A Split represents a Pravega segment with begin and end read offset.

public class PravegaSplit implements SourceSplit, Serializable {
    private final Segment segment;
    private final long beginOffset;
    private final long endOffset;
}

SplitEnumerator

The SplitEnumerator is a single instance on Flink jobmanager. It is the "brain" of the source. It helps to discover and assign the splits.

public class PravegaSplitEnumerator implements SplitEnumerator<PravegaSplit, PravegaSplitEnumState> {}

The Enumerator State is the checkpoint storing the assigned splits. handleSourceEvent(int subtaskId, SourceEvent sourceEvent) method is a method to communicate between enumerator and reader, for now it's not used. addSplitsBack(List<PravegaSplit> splits, int subtaskId) method is called when it tries to "regionly" recover from a failure to assign unassigned splits. We will reassign them to the reader task. addReader(int subtaskId) function is called to create a reader and assign the pending splits. snapshotState() method will record the enumerator state which is all the assigned Splits.

SourceReader

The SourceReader has a default recommended Flink implementation SingleThreadMultiplexSourceReaderBase for multiplexed readers. It read splits with one thread using one SplitReader. With this recommended API, it allows us to just provide a SplitReader and RecordEmitter to implement this as a whole without considering complex sychronization with Flink internal threads.

public class PravegaSourceReader<T>
        extends SingleThreadMultiplexSourceReaderBase<EventRead<T>, T, PravegaSplit, PravegaSplitState> {}

PravegaSplitState is a mutable type of the Pravega split, it will update the latest read offset per event. It will have an additional currentOffset field to the PravegaSplit

SplitReader

The SplitReader is actually the place to perform a read call. It will contain an instance of a reader of one or more Pravega segments. It has a fetch() interface to read one or more PravegaEvents for one call.

public class PravegaSplitReader<T> implements SplitReader<PravegaEvent, PravegaSplit> {}

PravegaEvent is a wrapper class of the event, similar to Pravega's EventRead, which contains the segmentID, offset and the raw bytes being read.

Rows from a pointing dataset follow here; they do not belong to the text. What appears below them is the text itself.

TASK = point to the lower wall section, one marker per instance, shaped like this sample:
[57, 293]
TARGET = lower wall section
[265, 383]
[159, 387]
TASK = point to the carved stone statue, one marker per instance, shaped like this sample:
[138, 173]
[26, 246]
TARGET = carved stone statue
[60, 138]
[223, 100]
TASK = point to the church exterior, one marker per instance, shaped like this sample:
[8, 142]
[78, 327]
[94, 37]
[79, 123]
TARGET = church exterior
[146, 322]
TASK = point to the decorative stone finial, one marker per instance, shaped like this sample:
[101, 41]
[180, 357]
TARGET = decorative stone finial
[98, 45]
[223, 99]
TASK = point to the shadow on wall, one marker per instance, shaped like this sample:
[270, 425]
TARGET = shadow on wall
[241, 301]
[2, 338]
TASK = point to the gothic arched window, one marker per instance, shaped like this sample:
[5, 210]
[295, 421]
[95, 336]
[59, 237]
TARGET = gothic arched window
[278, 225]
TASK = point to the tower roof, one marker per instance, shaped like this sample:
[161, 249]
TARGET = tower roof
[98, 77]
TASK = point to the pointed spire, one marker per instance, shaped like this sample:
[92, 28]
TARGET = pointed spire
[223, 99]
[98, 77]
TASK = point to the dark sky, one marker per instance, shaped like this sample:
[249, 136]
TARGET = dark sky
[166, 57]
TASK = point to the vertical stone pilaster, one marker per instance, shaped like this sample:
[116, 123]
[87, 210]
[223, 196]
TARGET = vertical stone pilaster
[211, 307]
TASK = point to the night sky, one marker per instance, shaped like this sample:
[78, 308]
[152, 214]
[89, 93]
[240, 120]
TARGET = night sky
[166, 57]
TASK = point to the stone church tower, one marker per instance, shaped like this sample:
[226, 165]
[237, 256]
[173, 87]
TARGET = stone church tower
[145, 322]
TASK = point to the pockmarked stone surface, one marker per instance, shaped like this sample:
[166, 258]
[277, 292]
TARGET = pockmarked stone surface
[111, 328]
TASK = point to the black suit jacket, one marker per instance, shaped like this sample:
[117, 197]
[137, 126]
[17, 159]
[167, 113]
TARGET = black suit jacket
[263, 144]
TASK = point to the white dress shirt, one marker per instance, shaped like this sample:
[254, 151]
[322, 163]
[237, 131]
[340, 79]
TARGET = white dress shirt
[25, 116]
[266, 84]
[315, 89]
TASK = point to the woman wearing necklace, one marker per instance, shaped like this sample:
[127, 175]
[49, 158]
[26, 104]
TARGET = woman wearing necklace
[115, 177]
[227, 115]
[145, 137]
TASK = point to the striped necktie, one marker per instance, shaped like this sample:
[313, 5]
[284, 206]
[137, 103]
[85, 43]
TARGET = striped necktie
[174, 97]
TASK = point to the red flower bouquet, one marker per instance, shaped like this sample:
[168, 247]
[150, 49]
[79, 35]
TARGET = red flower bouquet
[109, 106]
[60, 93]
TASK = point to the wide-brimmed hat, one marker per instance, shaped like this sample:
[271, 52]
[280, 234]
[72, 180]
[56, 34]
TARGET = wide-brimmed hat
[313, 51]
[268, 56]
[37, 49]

RecordEmitter is actually a function to turn PravegaEvent into T. We will get the event and update the offset in PravegaSplitState to ensure the state persisted.

Current bottleneck

Split reader implementation

As Pravega client do not have such reader directly, we are now trying to use the batch reader API to read. We would initiate a number of SegmentIterators to perform the read, but the current problem is that the batch client requires to have an end offset, but normally a streaming reader does not have one.